There isn’t a ton of evidence for these assertions: At one point the report states that fewer percentages of SARs “provide value to law enforcement,” based on… nothing: a footnote admits “such ratios have never been published for notice and comment.” A bigger problem is a total misunderstanding of the role of SARs. The report claims law enforcement should prioritize what transactions should be singled out, relieving the burden on banks. But SARs are really just a data stream, and shouldn’t be limited before the fact. Law enforcement already sets priorities based on a total review of available information. Constraining that makes no sense.

If banks stopped filing reports on suspect transactions, government can just spend unlimited resources to pick up the slack, the report asserts. “Government agencies now could develop technical resources and sophistication to mine financial data, reducing the need for SARs,” for example. The idea here is that banks would just supply a fire hose of data and let the government pick through it. I’m sure the Republican Congress will get right on finding the billions of dollars needed to satisfy that project. Even the report’s good ideas, like requiring that corporations reveal the beneficial owner (to prevent bad actors from using shell companies), need a highly unlikely act of Congress.

Shifting the burden from banks to regulators, in the expected permissive environment, will just lead to nobody doing the work, making the Panama Papers look like solid oversight. And that’s the end goal. Banks know that they won’t be seeing much of their regulators for the next four years. So if they can eliminate some of their AML responsibilities, they’ll have a clear field to pick up some, well, interesting new clients.

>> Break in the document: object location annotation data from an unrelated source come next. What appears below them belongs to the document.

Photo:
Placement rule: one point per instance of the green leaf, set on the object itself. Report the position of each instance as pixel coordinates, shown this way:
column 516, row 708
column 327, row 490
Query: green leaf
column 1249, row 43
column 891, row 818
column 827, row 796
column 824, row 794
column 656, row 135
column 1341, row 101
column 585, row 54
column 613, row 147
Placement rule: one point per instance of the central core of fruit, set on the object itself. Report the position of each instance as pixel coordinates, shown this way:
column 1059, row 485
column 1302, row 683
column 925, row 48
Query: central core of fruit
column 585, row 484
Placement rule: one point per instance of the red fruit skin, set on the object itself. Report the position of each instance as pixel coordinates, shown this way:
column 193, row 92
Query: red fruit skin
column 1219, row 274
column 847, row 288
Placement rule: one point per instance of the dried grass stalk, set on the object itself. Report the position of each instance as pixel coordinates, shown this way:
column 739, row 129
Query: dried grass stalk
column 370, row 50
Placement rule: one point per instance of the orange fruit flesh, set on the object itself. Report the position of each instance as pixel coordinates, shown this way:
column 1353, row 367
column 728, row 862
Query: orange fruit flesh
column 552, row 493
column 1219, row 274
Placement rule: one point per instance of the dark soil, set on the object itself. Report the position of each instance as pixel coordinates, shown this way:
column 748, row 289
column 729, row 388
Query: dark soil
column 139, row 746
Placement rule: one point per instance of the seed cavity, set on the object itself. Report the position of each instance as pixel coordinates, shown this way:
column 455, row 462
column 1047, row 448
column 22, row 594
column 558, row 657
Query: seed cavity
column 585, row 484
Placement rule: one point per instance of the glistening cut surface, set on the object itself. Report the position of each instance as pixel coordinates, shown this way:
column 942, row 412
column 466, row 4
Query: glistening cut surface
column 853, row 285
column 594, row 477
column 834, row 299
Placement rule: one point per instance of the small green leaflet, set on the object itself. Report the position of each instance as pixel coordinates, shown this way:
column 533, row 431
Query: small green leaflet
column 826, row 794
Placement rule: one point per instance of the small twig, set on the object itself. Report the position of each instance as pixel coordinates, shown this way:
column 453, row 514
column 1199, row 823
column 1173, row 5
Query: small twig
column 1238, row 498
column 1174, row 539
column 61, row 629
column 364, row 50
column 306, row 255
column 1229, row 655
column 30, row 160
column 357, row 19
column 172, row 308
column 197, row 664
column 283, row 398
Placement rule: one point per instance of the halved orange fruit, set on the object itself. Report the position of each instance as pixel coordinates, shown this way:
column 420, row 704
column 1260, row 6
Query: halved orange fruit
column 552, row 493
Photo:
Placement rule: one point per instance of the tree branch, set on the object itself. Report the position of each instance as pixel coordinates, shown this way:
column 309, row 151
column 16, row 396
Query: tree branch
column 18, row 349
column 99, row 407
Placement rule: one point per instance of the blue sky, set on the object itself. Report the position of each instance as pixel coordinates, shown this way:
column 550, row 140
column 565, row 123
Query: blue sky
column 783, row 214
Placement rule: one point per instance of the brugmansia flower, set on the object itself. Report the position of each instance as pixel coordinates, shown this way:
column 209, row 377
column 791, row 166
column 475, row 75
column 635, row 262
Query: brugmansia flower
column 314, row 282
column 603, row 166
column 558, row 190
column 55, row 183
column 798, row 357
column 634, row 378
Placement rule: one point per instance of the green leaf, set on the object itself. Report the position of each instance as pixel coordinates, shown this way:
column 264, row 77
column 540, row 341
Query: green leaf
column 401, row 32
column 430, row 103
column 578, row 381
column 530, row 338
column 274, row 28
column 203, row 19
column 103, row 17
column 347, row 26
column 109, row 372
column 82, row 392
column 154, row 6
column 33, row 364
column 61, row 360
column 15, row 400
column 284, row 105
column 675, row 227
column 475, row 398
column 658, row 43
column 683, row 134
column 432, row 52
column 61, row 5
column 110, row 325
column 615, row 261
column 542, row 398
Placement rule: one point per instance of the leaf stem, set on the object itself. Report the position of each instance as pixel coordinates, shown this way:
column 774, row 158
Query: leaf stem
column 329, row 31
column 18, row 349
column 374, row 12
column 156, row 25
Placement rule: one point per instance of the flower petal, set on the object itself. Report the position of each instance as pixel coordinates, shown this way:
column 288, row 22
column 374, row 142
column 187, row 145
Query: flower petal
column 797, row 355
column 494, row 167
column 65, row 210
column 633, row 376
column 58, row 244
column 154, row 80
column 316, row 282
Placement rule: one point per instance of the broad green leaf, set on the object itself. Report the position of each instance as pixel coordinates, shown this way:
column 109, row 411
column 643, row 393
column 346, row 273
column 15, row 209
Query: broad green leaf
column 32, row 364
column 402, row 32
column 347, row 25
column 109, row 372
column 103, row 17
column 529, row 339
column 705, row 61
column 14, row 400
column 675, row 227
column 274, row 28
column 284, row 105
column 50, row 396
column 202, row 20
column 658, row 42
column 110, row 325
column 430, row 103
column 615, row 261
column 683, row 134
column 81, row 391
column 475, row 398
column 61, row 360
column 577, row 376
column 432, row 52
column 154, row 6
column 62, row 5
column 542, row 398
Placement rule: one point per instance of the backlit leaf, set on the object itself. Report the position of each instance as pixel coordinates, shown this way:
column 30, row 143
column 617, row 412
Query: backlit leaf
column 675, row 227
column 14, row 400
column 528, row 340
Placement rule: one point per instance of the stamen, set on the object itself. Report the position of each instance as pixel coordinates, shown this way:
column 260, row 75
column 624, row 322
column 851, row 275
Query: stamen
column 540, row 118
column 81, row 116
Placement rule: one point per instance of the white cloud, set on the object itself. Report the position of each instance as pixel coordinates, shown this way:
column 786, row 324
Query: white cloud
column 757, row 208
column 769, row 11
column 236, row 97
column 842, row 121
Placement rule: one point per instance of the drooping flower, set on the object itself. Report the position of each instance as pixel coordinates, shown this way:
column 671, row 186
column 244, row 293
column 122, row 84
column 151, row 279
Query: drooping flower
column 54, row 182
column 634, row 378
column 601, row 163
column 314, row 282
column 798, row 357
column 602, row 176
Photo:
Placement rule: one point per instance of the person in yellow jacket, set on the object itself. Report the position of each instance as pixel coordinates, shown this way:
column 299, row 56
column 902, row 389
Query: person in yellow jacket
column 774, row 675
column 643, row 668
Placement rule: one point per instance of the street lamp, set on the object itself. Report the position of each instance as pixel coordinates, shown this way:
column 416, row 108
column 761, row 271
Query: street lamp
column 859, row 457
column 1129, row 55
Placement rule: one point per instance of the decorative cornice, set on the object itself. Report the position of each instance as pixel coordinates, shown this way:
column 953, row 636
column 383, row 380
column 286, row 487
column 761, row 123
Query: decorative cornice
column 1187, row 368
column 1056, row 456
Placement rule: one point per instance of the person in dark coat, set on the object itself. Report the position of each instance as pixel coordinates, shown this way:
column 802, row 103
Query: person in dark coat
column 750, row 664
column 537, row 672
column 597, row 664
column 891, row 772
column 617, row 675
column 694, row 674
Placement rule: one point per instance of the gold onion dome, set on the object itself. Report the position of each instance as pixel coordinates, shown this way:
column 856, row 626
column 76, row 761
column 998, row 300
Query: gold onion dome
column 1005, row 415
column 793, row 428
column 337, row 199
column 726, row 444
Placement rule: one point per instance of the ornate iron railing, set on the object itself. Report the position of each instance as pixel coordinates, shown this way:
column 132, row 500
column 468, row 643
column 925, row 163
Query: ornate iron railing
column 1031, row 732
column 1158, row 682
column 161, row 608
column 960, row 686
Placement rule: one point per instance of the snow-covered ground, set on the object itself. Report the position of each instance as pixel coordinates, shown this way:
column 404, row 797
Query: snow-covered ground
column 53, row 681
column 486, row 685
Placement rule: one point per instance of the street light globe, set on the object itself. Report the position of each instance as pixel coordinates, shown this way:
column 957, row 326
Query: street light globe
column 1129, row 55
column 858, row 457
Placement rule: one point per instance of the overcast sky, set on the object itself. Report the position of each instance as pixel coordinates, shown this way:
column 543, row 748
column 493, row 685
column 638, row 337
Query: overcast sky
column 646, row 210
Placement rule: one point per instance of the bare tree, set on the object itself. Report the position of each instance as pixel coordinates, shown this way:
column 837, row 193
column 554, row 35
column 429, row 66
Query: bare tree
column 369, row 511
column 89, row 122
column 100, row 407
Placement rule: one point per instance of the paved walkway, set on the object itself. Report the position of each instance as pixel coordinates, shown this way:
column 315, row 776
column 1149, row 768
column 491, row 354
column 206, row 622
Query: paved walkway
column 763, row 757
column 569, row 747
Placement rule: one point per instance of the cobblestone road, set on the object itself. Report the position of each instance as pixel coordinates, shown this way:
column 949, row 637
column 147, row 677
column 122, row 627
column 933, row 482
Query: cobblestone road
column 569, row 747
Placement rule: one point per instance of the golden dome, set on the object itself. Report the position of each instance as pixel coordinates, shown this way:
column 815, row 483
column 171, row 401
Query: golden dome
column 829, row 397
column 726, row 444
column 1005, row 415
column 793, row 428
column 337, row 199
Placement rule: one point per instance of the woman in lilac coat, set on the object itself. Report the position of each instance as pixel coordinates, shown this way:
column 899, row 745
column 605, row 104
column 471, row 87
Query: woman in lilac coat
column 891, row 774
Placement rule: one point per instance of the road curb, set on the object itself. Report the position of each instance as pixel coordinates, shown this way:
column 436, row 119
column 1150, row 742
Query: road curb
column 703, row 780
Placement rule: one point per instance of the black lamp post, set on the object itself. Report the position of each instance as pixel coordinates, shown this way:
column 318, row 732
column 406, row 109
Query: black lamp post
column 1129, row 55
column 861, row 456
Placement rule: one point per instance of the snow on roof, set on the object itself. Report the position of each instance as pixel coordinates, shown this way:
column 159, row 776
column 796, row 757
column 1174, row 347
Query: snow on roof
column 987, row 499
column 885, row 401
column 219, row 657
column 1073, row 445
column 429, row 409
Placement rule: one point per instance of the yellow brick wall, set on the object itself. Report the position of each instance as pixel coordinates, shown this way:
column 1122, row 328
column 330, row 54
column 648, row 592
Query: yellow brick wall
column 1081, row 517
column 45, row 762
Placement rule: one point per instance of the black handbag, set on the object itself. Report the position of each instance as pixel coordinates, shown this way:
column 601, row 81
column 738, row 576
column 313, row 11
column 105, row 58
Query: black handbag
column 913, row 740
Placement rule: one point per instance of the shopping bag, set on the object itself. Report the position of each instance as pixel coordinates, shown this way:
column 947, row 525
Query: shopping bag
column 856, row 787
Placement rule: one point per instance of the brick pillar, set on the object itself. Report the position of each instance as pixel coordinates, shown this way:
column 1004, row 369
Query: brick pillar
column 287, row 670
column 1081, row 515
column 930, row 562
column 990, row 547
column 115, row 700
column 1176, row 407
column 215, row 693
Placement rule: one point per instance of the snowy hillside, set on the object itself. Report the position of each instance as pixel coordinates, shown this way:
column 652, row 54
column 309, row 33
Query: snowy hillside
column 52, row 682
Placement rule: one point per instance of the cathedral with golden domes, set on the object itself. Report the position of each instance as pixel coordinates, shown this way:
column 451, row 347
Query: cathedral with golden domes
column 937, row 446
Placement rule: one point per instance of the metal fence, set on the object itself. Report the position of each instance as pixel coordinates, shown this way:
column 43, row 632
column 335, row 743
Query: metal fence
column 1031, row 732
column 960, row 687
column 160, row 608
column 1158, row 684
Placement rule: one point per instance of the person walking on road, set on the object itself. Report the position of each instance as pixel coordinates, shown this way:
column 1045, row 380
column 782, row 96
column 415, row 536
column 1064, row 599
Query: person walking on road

Bank trade groups issue reports like this all the time, claiming that the rules they must follow are outdated, or inefficient, or contradictory, or even harmful. But when they issue them in an environment predisposed to kill any rule even slightly stressful to industry, they carry far more weight. This is how deregulation gradually transforms from a few pebbles rolling down the mountain to an avalanche. Banks will never be satisfied with getting rid of just enough rules. They’ll always want to be freed from more rules and take more risks. And then one day everything will blow up in their face, and they’ll ask the regulators why they didn’t see it coming.